30/08/25

Empty Among the Living


There is a strange kind of loneliness that blooms not in solitude, but in the middle of a crowd. Even among those who call me theirs, I sometimes feel like a ghost pressed against the glass of my own life. I know it’s only in my head, yet the feeling clings.

It is difficult to speak what I truly want to say. Most of the time it is impossible even to know what that is. That’s the madness I carry. It feels unlikely that I will ever find a companion to whom I could spill everything. And even if such a person were to sit across from me, the truth is I’d have nothing worth saying. Just fragments, stray thoughts, nonsense. Gibberish, if even that. Companionship itself feels like a cruel myth, an elaborate joke, a promise dangled only to remind me how hollow I am inside.

Today, I ignored the crowd around me and started chatting with a GPT code bot. Perhaps it’s pride, that I think myself above them, unwilling to mingle. Or maybe the truth is simpler. The jokes, the stories, the opinions around me rarely resonate. I watch their lips move. I nod, I smile, but most of the time, I hear nothing.

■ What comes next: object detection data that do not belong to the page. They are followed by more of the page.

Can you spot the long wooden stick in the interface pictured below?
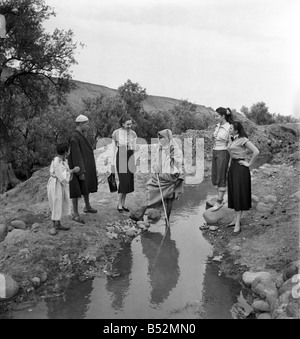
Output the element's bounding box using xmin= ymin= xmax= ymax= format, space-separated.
xmin=156 ymin=173 xmax=170 ymax=227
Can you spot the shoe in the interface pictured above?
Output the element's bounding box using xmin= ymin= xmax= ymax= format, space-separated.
xmin=226 ymin=222 xmax=242 ymax=227
xmin=83 ymin=207 xmax=97 ymax=213
xmin=56 ymin=224 xmax=70 ymax=231
xmin=231 ymin=228 xmax=242 ymax=237
xmin=72 ymin=215 xmax=85 ymax=224
xmin=49 ymin=227 xmax=57 ymax=235
xmin=210 ymin=202 xmax=223 ymax=212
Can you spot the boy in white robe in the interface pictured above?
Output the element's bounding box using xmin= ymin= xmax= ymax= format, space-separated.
xmin=47 ymin=144 xmax=80 ymax=235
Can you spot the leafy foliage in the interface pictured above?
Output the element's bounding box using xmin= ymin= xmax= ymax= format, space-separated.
xmin=241 ymin=102 xmax=298 ymax=125
xmin=0 ymin=0 xmax=81 ymax=182
xmin=170 ymin=100 xmax=214 ymax=134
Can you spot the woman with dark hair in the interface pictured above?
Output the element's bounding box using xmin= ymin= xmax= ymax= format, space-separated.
xmin=227 ymin=121 xmax=259 ymax=235
xmin=211 ymin=107 xmax=232 ymax=211
xmin=112 ymin=114 xmax=137 ymax=213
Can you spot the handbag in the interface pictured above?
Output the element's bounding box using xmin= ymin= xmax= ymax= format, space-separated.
xmin=107 ymin=173 xmax=118 ymax=193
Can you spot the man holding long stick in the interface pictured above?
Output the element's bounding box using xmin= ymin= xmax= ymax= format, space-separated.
xmin=130 ymin=129 xmax=184 ymax=226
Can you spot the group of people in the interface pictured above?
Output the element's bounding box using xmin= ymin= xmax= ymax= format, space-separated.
xmin=211 ymin=107 xmax=259 ymax=236
xmin=47 ymin=107 xmax=259 ymax=235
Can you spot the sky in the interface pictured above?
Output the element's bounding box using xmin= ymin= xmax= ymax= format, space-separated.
xmin=44 ymin=0 xmax=300 ymax=118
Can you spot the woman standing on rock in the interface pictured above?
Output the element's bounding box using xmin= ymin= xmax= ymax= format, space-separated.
xmin=47 ymin=143 xmax=80 ymax=235
xmin=227 ymin=121 xmax=259 ymax=235
xmin=112 ymin=115 xmax=137 ymax=213
xmin=211 ymin=107 xmax=232 ymax=211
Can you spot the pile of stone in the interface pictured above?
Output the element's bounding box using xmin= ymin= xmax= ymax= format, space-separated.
xmin=106 ymin=219 xmax=150 ymax=239
xmin=242 ymin=261 xmax=300 ymax=319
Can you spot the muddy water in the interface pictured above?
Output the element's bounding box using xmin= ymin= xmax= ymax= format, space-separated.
xmin=12 ymin=181 xmax=246 ymax=319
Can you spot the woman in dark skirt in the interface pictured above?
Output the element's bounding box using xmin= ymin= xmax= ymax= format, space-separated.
xmin=228 ymin=121 xmax=259 ymax=235
xmin=112 ymin=115 xmax=137 ymax=213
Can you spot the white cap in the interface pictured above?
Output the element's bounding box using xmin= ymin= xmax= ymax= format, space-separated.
xmin=75 ymin=114 xmax=89 ymax=122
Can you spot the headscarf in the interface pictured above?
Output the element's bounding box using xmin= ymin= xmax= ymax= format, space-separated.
xmin=157 ymin=129 xmax=174 ymax=143
xmin=157 ymin=129 xmax=182 ymax=171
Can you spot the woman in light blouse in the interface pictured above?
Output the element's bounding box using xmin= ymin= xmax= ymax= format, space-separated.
xmin=112 ymin=115 xmax=137 ymax=213
xmin=227 ymin=121 xmax=259 ymax=235
xmin=211 ymin=107 xmax=232 ymax=211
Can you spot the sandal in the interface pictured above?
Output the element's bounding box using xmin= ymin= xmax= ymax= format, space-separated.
xmin=226 ymin=222 xmax=242 ymax=227
xmin=49 ymin=227 xmax=57 ymax=235
xmin=231 ymin=228 xmax=242 ymax=237
xmin=72 ymin=215 xmax=85 ymax=224
xmin=56 ymin=223 xmax=70 ymax=231
xmin=83 ymin=207 xmax=97 ymax=213
xmin=117 ymin=207 xmax=123 ymax=213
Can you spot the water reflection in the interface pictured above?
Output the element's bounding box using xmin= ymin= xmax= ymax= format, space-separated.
xmin=106 ymin=243 xmax=132 ymax=310
xmin=201 ymin=263 xmax=241 ymax=319
xmin=46 ymin=280 xmax=93 ymax=319
xmin=141 ymin=227 xmax=180 ymax=305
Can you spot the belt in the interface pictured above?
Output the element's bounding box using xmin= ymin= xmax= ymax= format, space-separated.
xmin=118 ymin=146 xmax=133 ymax=151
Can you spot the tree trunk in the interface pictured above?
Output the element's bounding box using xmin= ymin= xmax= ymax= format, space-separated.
xmin=0 ymin=119 xmax=20 ymax=194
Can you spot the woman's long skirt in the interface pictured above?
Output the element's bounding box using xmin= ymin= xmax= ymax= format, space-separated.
xmin=116 ymin=147 xmax=135 ymax=194
xmin=228 ymin=159 xmax=252 ymax=211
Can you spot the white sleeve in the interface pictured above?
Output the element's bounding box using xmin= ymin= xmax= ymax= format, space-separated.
xmin=54 ymin=158 xmax=70 ymax=185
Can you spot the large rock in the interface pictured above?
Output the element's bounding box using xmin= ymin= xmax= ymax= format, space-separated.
xmin=251 ymin=276 xmax=279 ymax=312
xmin=256 ymin=201 xmax=274 ymax=213
xmin=3 ymin=229 xmax=30 ymax=246
xmin=278 ymin=278 xmax=298 ymax=295
xmin=203 ymin=204 xmax=234 ymax=224
xmin=256 ymin=313 xmax=272 ymax=320
xmin=261 ymin=195 xmax=277 ymax=204
xmin=242 ymin=271 xmax=272 ymax=286
xmin=0 ymin=273 xmax=19 ymax=299
xmin=10 ymin=220 xmax=26 ymax=230
xmin=0 ymin=225 xmax=7 ymax=242
xmin=252 ymin=300 xmax=270 ymax=312
xmin=147 ymin=208 xmax=161 ymax=222
xmin=283 ymin=260 xmax=300 ymax=281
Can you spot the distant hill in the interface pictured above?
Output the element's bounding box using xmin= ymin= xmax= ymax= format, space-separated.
xmin=69 ymin=80 xmax=214 ymax=113
xmin=0 ymin=68 xmax=214 ymax=114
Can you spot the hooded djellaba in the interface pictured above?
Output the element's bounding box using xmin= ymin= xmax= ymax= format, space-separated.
xmin=130 ymin=129 xmax=184 ymax=221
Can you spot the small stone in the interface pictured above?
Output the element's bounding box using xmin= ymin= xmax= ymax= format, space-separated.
xmin=0 ymin=225 xmax=8 ymax=242
xmin=10 ymin=220 xmax=26 ymax=230
xmin=31 ymin=277 xmax=41 ymax=287
xmin=212 ymin=255 xmax=223 ymax=262
xmin=252 ymin=300 xmax=270 ymax=312
xmin=256 ymin=313 xmax=272 ymax=320
xmin=40 ymin=272 xmax=48 ymax=283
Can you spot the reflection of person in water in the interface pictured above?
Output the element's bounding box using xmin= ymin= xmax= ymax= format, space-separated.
xmin=141 ymin=227 xmax=180 ymax=304
xmin=106 ymin=243 xmax=132 ymax=310
xmin=46 ymin=279 xmax=93 ymax=319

GPT doesn’t care whether I listen or not. Doesn’t mind if I make sense. Doesn’t expect me to perform any more than I want to. There’s an eerie kind of relief in that. Because real conversations are difficult. Stressful, even. There’s always pressure to say something, to keep the words flowing, to manufacture meaning. People don’t sit together in silence. They fill the air with noise to mask their emptiness. They don’t lean into each other, they posture. They don’t cuddle and sob, they laugh too loudly and drink too much. It doesn’t happen. Not for me. Maybe not for anyone. Perhaps no one else even feels this need. Perhaps I’m the only fool still craving it.

Maybe that’s why the word 'bot' feels apt. Someone long ago cut short 'robot' into just 'bot,' as if knowing we are all far from what we ought to be. A bot is a machine stripped of its soul. Until we learn how to ro, to roam, to roar, to roll free, we’re only drifters in a lake, floating near each other but rarely touching, rarely anchoring.